The optimal approach leverages the fact that the coordinates are bounded by 100. We can create a boolean array of size 101 (to handle index 1 to 100) and simply mark each integer covered by any car. Finally, we count the True values. This avoids the overhead of dynamic data structures like sets and provides a direct, fast solution.

Approach	Time Complexity	Space Complexity	Notes
Brute Force	O(n * k)	O(k)	n is number of cars, k is the max range length, uses set to store points
Optimal	O(n * k)	O(101)	Uses fixed boolean array for points 1 to 100, direct counting

Algorithm Walkthrough

Initialize a boolean array covered of size 101 to False. Each index i represents whether integer i is covered by any car.
Iterate through each car range [starti, endi] in nums.
For each range, mark all points from starti to endi as True in the covered array.
After processing all cars, count the number of True values in covered. This gives the total number of integer points intersecting at least one car.
Return the count.

Why it works: The boolean array ensures that each integer point is counted only once, even if it appears in multiple overlapping car ranges. By iterating through all ranges and marking points, we guarantee that every point covered by any car is counted exactly once.

Python Solution

from typing import List

class Solution:
    def numberOfPoints(self, nums: List[List[int]]) -> int:
        covered = [False] * 101  # Boolean array for points 1 to 100
        for start, end in nums:
            for point in range(start, end + 1):
                covered[point] = True
        return sum(covered[1:])  # Ignore index 0 since points start from 1

This Python implementation initializes a fixed-size boolean array and iterates through each car range. Each point in the range is marked as True. Finally, we sum the array from index 1 onward to count the total covered points.

Go Solution

func numberOfPoints(nums [][]int) int {
    covered := [101]bool{} // Boolean array for points 1 to 100
    for _, car := range nums {
        start, end := car[0], car[1]
        for i := start; i <= end; i++ {
            covered[i] = true
        }
    }
    count := 0
    for i := 1; i <= 100; i++ {
        if covered[i] {
            count++
        }
    }
    return count
}

The Go implementation mirrors the Python version. We use a fixed-size array for booleans, loop over each car's range, and mark the points.
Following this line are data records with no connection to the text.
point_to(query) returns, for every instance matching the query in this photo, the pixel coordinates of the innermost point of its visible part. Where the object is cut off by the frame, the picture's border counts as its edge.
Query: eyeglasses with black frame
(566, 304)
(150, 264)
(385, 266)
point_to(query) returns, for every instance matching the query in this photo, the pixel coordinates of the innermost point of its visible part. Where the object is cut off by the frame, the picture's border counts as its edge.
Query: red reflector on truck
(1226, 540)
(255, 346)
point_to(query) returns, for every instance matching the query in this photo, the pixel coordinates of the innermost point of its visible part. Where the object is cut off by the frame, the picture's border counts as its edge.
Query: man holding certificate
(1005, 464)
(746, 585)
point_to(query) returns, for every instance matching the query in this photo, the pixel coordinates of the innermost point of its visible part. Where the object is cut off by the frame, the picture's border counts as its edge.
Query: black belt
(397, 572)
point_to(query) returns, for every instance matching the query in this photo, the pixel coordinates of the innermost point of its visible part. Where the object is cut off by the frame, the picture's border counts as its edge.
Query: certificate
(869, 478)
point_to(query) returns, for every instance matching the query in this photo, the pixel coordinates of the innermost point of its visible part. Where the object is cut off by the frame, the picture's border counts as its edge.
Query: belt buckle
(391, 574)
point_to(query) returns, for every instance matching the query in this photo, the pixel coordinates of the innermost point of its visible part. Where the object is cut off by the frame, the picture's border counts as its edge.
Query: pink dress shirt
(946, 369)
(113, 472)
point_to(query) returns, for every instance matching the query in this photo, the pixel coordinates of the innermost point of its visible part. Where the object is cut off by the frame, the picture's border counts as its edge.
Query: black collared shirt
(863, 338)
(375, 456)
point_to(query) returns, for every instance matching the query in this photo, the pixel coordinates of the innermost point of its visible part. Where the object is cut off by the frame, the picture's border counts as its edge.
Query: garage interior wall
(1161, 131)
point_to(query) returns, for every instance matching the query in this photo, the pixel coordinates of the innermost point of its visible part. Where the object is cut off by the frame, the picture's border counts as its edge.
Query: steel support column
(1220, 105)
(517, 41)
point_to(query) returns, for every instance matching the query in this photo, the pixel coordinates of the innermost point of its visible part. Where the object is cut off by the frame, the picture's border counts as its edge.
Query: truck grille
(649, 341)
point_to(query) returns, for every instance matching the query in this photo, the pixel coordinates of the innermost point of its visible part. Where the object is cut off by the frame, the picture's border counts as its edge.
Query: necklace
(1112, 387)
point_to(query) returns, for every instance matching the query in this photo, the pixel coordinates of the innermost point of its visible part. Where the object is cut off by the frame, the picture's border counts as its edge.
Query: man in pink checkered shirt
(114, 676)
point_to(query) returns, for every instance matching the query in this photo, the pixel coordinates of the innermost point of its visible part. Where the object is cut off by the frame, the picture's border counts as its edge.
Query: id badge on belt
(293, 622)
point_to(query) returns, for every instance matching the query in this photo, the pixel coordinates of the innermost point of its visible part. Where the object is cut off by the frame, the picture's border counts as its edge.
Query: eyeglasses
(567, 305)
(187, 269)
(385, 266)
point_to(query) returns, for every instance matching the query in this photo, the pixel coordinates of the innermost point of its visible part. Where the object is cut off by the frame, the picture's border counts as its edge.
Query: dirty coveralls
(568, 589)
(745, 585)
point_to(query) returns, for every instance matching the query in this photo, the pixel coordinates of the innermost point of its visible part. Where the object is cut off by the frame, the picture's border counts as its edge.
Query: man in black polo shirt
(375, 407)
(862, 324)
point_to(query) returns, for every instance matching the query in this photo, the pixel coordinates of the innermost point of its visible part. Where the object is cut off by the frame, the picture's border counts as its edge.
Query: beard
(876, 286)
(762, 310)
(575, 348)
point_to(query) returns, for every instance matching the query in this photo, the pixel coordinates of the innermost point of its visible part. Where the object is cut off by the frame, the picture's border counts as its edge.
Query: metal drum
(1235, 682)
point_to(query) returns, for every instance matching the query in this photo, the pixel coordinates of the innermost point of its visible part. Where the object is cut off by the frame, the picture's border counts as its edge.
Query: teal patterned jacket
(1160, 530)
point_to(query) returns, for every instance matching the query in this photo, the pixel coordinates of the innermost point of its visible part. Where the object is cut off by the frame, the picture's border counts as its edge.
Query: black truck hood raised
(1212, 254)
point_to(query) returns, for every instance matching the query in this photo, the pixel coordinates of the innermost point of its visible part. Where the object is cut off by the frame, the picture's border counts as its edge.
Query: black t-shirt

The final sum is computed by iterating through indices 1 to 100.

Worked Examples

Example 1: nums = [[3,6],[1,5],[4,7]]

Boolean array updates:

Step	Range	Covered Points After Step
1	[3,6]	3,4,5,6
2	[1,5]	1,2,3,4,5,6
3	[4,7]	1,2,3,4,5,6,7

Count of True = 7

Example 2: nums = [[1,3],[5,8]]

Step	Range	Covered Points After Step
1	[1,3]	1,2,3
2	[5,8]	1,2,3,5,6,7,8

Count of True = 7

Complexity Analysis

Measure	Complexity	Explanation
Time	O(n * k)	n is number of cars, k is max car length (<=100). Each point in each range is visited once.
Space	O(101)	Fixed boolean array size to cover points 1-100, independent of input size.
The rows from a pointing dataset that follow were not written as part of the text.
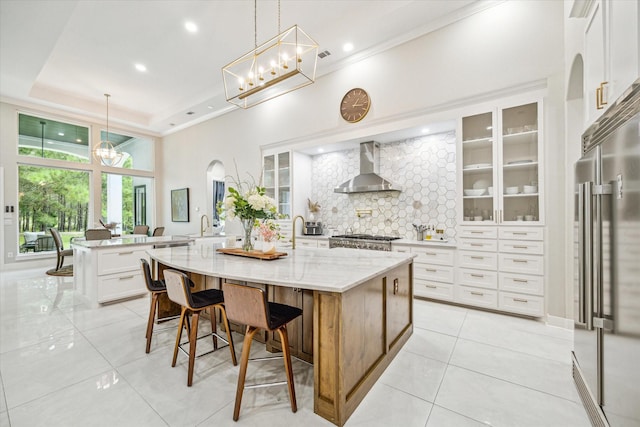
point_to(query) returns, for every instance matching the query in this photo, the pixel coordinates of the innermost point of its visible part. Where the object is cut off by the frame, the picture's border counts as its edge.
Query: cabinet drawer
(440, 273)
(110, 262)
(521, 246)
(479, 232)
(478, 244)
(525, 264)
(477, 296)
(117, 286)
(433, 255)
(521, 283)
(481, 260)
(521, 233)
(480, 278)
(431, 289)
(523, 304)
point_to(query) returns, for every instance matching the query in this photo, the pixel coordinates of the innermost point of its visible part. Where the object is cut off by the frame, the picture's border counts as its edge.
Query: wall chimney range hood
(368, 180)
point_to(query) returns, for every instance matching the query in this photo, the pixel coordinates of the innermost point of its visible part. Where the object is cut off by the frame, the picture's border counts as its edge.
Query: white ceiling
(68, 54)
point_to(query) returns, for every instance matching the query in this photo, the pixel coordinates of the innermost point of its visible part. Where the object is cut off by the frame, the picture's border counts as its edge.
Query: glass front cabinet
(501, 177)
(277, 180)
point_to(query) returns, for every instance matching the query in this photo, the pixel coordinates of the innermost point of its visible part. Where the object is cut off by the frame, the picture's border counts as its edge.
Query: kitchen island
(361, 309)
(109, 270)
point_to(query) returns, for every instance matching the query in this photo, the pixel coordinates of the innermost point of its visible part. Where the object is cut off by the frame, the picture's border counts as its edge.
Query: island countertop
(330, 270)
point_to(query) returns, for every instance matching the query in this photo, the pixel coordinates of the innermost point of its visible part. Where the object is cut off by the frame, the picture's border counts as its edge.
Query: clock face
(355, 105)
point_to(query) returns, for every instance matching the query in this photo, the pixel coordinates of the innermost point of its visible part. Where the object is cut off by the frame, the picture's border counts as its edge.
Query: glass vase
(247, 243)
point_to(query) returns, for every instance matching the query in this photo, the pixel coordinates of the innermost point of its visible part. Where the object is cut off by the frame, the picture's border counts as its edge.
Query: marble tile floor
(64, 364)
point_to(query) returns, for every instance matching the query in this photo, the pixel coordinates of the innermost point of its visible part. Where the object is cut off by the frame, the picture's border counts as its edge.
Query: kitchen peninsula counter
(109, 270)
(362, 309)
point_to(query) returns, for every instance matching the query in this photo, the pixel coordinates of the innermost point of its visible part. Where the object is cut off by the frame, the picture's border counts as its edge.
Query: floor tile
(441, 417)
(35, 371)
(501, 403)
(430, 344)
(541, 374)
(414, 374)
(102, 400)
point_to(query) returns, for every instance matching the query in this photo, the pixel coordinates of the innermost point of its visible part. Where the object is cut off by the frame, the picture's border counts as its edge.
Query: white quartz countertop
(133, 240)
(331, 270)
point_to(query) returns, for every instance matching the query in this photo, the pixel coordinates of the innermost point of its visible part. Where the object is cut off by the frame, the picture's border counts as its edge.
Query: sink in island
(357, 309)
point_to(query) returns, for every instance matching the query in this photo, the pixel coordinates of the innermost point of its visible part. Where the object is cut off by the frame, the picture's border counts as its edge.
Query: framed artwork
(180, 205)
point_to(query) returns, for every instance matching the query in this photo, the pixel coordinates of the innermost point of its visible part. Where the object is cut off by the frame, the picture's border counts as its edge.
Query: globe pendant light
(104, 151)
The bounded range ensures this is efficient, as even the worst case (100 cars covering 100 points each) is manageable.

Test Cases

# Provided examples
assert Solution().numberOfPoints([[3,6],[1,5],[4,7]]) == 7  # overlapping ranges
assert Solution().numberOfPoints([[1,3],[5,8]]) == 7  # non-overlapping ranges

# Boundary cases
assert Solution().numberOfPoints([[1,1]]) == 1  # single point car
assert Solution().numberOfPoints([[1,100]]) == 100  # full range coverage
assert Solution().numberOfPoints([[1,2],[2,3],[3,4]]) == 4  # consecutive overlapping ranges

# Stress case with maximum constraints
assert Solution().numberOfPoints([[i,i] for i in range(1,101)]) == 100  # all single-point cars

Test	Why
[[3,6],[1,5],[4,7]]	Checks overlapping ranges
[[1,3],[5,8]]	Checks non-overlapping ranges
[[1,1]]	Single-point coverage
[[1,100]]	Maximal single range coverage
[[1,2],[2,3],[3,4]]	Consecutive overlapping ranges
[[i,i] for i in range(1,101)]	Maximum number of single-point cars

Edge Cases

Single-point car: When starti == endi, the car covers exactly one point. Our solution correctly marks that point in the boolean array.

Overlapping ranges: When ranges overlap, multiple cars may cover the same integer points. The boolean array ensures that points are only counted once, avoiding double-counting.

Maximal range coverage: A car covering the entire line from 1 to 100 tests whether the implementation correctly handles full coverage. The solution efficiently counts all points without iterating redundantly because each point is only marked once in the boolean array.